A Flutter mobile app that detects digital burnout using real Android Digital Wellbeing data, combining two machine learning models: a manual PyTorch model for instant predictions and a personalised 7-day LSTM (Keras/TensorFlow) that learns each user's own baseline behaviour and flags deviations from it.

Architecture Overview

Flutter App (Android)
  ├── Firebase Auth (Login / Register / Forgot Password / 2FA)
  ├── Manual Mode → PredictionScreen → /predict        (PyTorch, 1–10 scale)
  └── Continuous Monitoring → ContinuousMonitoringScreen
        ├── /predict        (per-day score, for the 7-day chart)
        └── /predict_lstm   (personalised baseline + today, 1–10 scale)

FastAPI Backend
  ├── /register, /login        (SQLite + bcrypt via passlib)
  ├── /predict                 (PyTorch MLP, 14 features)
  └── /predict_lstm            (Keras LSTM, 23 features, 7-day sequence)

Android (Kotlin)
  └── MainActivity.kt → UsageStatsManager
        reads real screen time, app switches, and per-category usage
        (social / work / entertainment / wellness) directly from
        Android's Digital Wellbeing data store

Repository Structure

digital-burnout-detector/
├── Backend/
│   ├── main.py                       FastAPI app — all routes
│   ├── database.py                   SQLAlchemy engine/session
│   ├── models.py                     User table definition
│   ├── users.db                      SQLite database (auto-created)
│   ├── best_burnout_model.pt         Manual PyTorch model weights
│   ├── burnout_scaler.pkl            Scaler for the manual model
│   ├── manual_feature_cols.pkl       14 feature names, manual model
│   ├── burnout_lstm_savedmodel/      Keras LSTM, TensorFlow SavedModel format
│   ├── lstm_scaler.pkl               Scaler for the LSTM model
│   ├── lstm_feature_cols.pkl         23 feature names, LSTM model
│   ├── baseline_stats.pkl            Population-level baseline stats
│   └── app_category_weights.json     Reference: which apps count as social/work/etc.
│
└── flutter_catalog/
    ├── android/app/src/main/kotlin/com/example/flutter_catalog/
    │   └── MainActivity.kt           Reads real UsageStatsManager data
    └── lib/
        ├── main.dart                 App entry point, Firebase init
        ├── welcome_screen.dart
        ├── login_screen.dart         Email/password + Forgot Password + 2FA
        ├── register_screen.dart
        ├── home_screen.dart          Choose Manual or Continuous mode
        ├── prediction_screen.dart    Manual mode — slider inputs → /predict
        ├── continuous_monitoring_consent_screen.dart
        ├── usage_access_setup_screen.dart
        ├── continuous_monitoring_screen.dart   Real data + dual model scores
        ├── usage_service.dart        MethodChannel bridge + baseline math
        ├── api_service.dart          HTTP calls to the FastAPI backend
        └── firebase_options.dart     Auto-generated by FlutterFire CLI

Prerequisites

  • Flutter SDK (3.x) and Android Studio / VS Code with the Flutter extension
  • Python 3.10+
  • A physical Android phone or emulator with Usage Access permission support
  • A Firebase project with Email/Password authentication enabled
  • Both the backend machine and the phone on the same Wi-Fi network

Backend Setup

  1. Navigate to the Backend folder and create a virtual environment.

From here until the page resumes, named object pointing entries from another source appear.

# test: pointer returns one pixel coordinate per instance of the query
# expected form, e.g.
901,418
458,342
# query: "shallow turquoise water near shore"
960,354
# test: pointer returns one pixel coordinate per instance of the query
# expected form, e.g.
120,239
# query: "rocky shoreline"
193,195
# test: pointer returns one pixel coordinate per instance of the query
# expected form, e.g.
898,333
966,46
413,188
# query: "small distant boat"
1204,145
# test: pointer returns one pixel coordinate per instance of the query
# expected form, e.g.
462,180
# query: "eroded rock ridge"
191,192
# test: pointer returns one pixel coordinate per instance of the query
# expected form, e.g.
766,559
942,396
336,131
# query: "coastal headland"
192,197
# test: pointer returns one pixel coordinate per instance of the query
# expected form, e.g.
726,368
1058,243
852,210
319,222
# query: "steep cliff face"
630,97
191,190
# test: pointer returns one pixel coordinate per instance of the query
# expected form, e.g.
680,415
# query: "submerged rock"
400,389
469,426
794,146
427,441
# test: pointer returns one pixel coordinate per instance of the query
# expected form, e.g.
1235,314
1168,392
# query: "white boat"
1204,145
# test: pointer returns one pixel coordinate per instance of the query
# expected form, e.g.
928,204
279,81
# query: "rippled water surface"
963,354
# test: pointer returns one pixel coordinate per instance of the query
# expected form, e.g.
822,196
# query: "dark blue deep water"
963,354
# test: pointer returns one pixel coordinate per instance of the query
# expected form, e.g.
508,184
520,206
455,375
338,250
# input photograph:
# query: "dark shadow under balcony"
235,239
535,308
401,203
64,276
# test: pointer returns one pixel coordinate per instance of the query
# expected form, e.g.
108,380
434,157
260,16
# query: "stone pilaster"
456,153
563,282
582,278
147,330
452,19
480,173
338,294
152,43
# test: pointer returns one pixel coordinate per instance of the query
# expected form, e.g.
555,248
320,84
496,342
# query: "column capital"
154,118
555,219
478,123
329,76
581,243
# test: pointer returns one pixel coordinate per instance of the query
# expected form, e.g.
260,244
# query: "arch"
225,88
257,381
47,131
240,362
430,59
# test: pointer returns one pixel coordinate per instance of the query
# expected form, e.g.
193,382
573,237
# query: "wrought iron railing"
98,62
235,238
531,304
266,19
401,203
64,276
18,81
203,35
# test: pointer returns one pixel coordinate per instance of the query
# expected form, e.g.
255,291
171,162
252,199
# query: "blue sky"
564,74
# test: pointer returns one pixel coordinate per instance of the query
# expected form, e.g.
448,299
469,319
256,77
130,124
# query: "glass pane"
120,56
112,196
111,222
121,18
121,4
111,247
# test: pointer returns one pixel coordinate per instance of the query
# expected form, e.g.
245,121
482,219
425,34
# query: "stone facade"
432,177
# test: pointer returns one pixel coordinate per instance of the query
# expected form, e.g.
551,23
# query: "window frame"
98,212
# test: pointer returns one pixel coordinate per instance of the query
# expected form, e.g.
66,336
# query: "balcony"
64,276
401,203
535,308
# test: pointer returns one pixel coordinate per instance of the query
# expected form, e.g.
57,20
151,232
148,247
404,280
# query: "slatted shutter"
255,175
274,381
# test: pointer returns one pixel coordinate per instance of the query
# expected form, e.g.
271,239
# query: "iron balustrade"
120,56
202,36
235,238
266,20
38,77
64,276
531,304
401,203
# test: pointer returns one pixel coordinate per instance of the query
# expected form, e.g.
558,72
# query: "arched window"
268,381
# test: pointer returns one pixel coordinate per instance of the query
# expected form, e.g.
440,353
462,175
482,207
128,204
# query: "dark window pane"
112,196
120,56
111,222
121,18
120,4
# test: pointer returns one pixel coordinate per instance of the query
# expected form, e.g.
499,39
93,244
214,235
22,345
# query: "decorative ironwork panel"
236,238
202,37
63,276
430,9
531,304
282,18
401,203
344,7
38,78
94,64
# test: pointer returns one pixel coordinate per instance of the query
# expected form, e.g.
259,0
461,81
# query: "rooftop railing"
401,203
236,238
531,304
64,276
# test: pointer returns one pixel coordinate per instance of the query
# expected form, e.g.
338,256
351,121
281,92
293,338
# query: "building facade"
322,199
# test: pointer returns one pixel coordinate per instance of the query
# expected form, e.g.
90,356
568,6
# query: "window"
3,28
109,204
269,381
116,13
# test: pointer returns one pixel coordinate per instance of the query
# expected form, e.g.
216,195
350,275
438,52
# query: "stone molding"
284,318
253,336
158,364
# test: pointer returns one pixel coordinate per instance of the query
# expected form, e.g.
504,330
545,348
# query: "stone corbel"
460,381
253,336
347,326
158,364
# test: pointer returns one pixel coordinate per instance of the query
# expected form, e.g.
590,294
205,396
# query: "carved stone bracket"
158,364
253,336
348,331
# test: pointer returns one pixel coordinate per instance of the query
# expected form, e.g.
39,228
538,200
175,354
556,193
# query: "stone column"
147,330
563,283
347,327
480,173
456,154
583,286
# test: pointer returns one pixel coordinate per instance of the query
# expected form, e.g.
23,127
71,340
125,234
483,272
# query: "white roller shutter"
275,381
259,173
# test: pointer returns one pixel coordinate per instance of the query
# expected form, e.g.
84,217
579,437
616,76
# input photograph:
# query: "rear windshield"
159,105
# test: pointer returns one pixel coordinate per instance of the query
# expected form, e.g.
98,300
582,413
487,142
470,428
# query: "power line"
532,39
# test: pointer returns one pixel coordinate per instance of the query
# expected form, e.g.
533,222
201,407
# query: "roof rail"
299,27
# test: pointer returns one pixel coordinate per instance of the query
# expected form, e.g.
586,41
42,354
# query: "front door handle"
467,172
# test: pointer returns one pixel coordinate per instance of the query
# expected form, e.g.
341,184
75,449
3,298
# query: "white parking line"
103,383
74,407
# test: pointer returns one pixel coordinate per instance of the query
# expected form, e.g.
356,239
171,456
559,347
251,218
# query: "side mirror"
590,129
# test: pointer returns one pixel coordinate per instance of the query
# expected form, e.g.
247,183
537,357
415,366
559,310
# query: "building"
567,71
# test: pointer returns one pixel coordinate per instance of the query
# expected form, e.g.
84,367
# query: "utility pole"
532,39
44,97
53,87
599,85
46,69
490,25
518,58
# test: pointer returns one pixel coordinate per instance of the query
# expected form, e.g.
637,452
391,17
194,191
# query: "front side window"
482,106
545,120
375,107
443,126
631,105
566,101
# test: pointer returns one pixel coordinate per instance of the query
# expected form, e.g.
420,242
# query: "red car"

    cd digital-burnout-detector/Backend
    python3 -m venv venv
    source venv/bin/activate
  2. Install dependencies.

    pip install fastapi uvicorn sqlalchemy passlib[bcrypt] python-multipart
    pip install torch numpy joblib
    pip install tensorflow
  3. Confirm the following files are present in Backend/ before starting the server. If any are missing, retrain using the provided train_lstm_burnout.py script in Google Colab and copy the outputs here.

    best_burnout_model.pt
    burnout_scaler.pkl
    manual_feature_cols.pkl
    burnout_lstm_savedmodel/
    lstm_scaler.pkl
    lstm_feature_cols.pkl
    baseline_stats.pkl
    
  4. Find your machine's local IP address, since the phone will connect to this address rather than localhost.

    hostname -I | awk '{print $1}'
  5. Start the server, binding to all network interfaces so the phone can reach it.

    uvicorn main:app --host 0.0.0.0 --port 8000 --reload
  6. Verify the backend is reachable from the phone's browser by visiting http://YOUR_IP:8000. A successful response looks like {"message": "BrainLag backend running"}. If this fails, check that the phone and computer share the same network and that any firewall allows port 8000.

    sudo ufw allow 8000   # if a firewall is blocking the connection

Flutter App Setup

  1. Update the backend address in lib/api_service.dart to match your machine's IP from the previous step.

    const String _baseUrl = 'http://YOUR_IP:8000';
  2. Connect Firebase using the FlutterFire CLI, which generates firebase_options.dart automatically.

    dart pub global activate flutterfire_cli
    flutterfire configure
  3. Install Flutter packages.

    cd ../flutter_catalog
    flutter pub get
  4. Connect a physical device or start an emulator, then run the app.

    flutter run
  5. On first launch, grant Usage Access permission when prompted on the Continuous Monitoring screen. This is required for the app to read Digital Wellbeing data; without it, only Manual Mode will function.

How the Two Models Work Together

The manual model is a small PyTorch MLP trained on 14 hand-entered features (sleep, screen time, social ratio, and so on) and returns a single burnout score from 1 to 10. It powers the Manual Mode sliders screen and also generates the 7-day trend line shown in Continuous Monitoring, since it can score any single day independently.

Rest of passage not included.